Umso ärger, dass sich der Bund zukünftig noch weniger als bisher an diesen Kosten beteiligen will. Einstimmig verabschiedete der Rat eine Resolution an die Bundesregierung des Inhalts, dass der Anteil an der Kostenübernahme nicht sinken darf und ein Abrechnungsverfahren zu entwickeln ist, das der tatsächlichen Belastungssituation (der Stadt) entspricht. Pikant ist dabei, dass die Abrechnung der Stadt ebenfalls nicht der tatsächlichen Belastungssituation (der betroffenen Hartz-IV-Empfänger) entspricht – genau darum dreht sich das Gerichtsverfahren.
Gute Idee II
Der CDU war zu Ohren gekommen, dass viele Grabsteine auf deutschen Friedhöfen aus Steinbrüchen in Indien stammen, wo vielfach Kinder unter miserablen Bedingungen arbeiten. Die christlichen Demokraten forderten deshalb eine Änderung der städtischen Friedhofssatzung derart, dass Grabsteine aus Kinderarbeit nicht mehr aufgestellt werden dürfen.
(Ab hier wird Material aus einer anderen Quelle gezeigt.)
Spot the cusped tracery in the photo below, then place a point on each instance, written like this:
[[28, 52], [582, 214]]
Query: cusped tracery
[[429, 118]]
Die Verwaltung wies allerdings darauf hin, dass zuvor eine Änderung der niedersächsischen Friedhofssatzung notwendig sei. Kaum überraschend war ein Redebeitrag, der fast standardmäßig in vergleichbaren Diskussionen auftaucht: Es sei doch besser, die indischen Kinder könnten durch ihre Arbeit im Steinbruch ihre Familien ernähren als gar nichts zu haben. Später gab es noch einen WZ-Leserbrief, wonach Friedhöfe eine pietätvolle Angelegenheit sind, in der ein solches Politikum nichts zu suchen habe. Ruhe sanft, auch wenn Kinder dafür bluten? In der Begründung des CDU-Antrags war dazu eigentlich alles gesagt: „Wer aber Pietät einfordert und sich zu seiner ethischen Verantwortung als politisch denkender Mensch bekennt, kann und darf nicht akzeptieren, dass ausbeuterische Kinderarbeit durch die Hintertür von Seiten der Kommune toleriert oder gar gefördert wird.“ Bis zur Änderung der Satzungen wird noch viel Zeit ins Land gehen, die man sinnvoll dafür nutzen könnte, Steinmetzbetriebe und deren Kunden für das Thema zu sensibilisieren.